A few days after coming out, I told a friend, a trans woman whom I had reached out to while wondering if I was trans, that I was tired of attending my own funeral. Coming out, I’ve quickly learned, often has that tenor to it, people singing the death knell of the man they thought I used to be. Shape Shift With Me is the rare mainstream trans narrative written by a trans woman and wrestling with life beyond coming out, living beyond your own mistaken wake. It’s as bitter as it is utopian: low dirges alongside driving ballads of fleeting love, drizzled with images of death and the occult. On “Delicate, Petite, & Other Things I’ll Never Be,” she sings:

I am still waiting for the visions
Possession has yet to take hold of me
We all want to burn on a pyre
Tell me: what kind of witch are you?

As I sit here, wrestling with the repercussions of my self-realization, that sentiment resonates. Rebirth is a clumsy metaphor for my experience; it’s less being reborn than it is learning how to be something you always already were. In some renderings of the Christian Gospel, Lazarus was still rotting after Jesus resurrected him. Shape Shift With Me, alongside my own experience, reminds me of that. You’ve come back to life, but now you have to figure out how to live inside your own corpse. The more powerfully your heart beats, the bloodier it’s going to be.

***

I don’t mean to romanticize my struggle, or to suggest that my experience is universal. I don’t think Grace intends to, either. We’re both simply trying to make sense of it. There’s still so much I don’t know. My transition has barely started. I don’t know about hormones, or hair removal, or when (or if) I’m going to take on a new, more obviously feminine name. I find myself deeply connecting to Shape Shift With Me for that reason. By Grace’s own admission, shared in press releases and interviews, the goal was to write a personal album about relationships from her distinct perspective, a response to Exile on Main Street or Liz Phair’s Exile in Guyville. In doing so, she’s written an album for the not-knowing. It feels like a signpost, marking a path on her new road—and on mine, too.

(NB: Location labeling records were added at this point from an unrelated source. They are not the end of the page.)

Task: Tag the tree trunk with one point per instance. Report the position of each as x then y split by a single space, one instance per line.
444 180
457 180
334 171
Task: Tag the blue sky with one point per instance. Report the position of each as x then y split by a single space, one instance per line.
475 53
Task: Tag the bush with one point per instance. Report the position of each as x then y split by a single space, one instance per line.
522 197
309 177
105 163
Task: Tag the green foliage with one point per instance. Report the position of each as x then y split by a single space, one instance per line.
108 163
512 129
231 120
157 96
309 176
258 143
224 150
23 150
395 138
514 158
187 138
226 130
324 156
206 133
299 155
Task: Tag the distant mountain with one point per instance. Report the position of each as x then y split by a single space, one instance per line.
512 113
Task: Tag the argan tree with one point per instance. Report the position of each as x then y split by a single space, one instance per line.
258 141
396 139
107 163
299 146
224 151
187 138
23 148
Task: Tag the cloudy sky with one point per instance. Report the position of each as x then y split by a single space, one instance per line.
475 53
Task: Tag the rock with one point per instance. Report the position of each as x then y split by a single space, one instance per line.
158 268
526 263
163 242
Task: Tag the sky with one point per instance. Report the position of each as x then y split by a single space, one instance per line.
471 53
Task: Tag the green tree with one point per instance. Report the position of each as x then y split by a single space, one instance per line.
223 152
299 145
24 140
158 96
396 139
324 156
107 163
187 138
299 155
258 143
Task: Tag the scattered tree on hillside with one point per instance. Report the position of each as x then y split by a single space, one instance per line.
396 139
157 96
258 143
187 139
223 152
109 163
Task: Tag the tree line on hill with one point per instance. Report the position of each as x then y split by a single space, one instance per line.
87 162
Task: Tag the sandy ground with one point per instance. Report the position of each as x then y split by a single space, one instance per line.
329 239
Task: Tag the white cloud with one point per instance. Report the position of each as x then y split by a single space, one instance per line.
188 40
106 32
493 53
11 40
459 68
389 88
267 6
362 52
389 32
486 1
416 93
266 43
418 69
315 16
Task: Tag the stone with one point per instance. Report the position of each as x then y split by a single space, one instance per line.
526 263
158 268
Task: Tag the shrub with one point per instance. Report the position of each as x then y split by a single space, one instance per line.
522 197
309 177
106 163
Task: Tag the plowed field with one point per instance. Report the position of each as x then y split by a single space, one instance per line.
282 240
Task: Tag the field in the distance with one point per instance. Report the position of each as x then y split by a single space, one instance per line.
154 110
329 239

A few days after my wife told me she needed time, she brought home a cake from Whole Foods. It was chocolate, its dark icing emblazoned with a single word in her favorite purple. It said, “Yes.” She had taken her time, and she realized that while some things may change, the important things haven’t, at least for the foreseeable future. I’ve gotten bad at making promises lately, but that doesn’t mean other people can’t make them to me.

In the most unambiguously hopeful song on the new album, "333," Grace sings about her desire to find love despite "cycles of death and regeneration, sensations of absence and loss." It’s an invitation:

All the devils that you don’t know
can all come along for the ride
I just want to be as close as I can get to you.

It may not always be true. But it is now. So I sing it with her.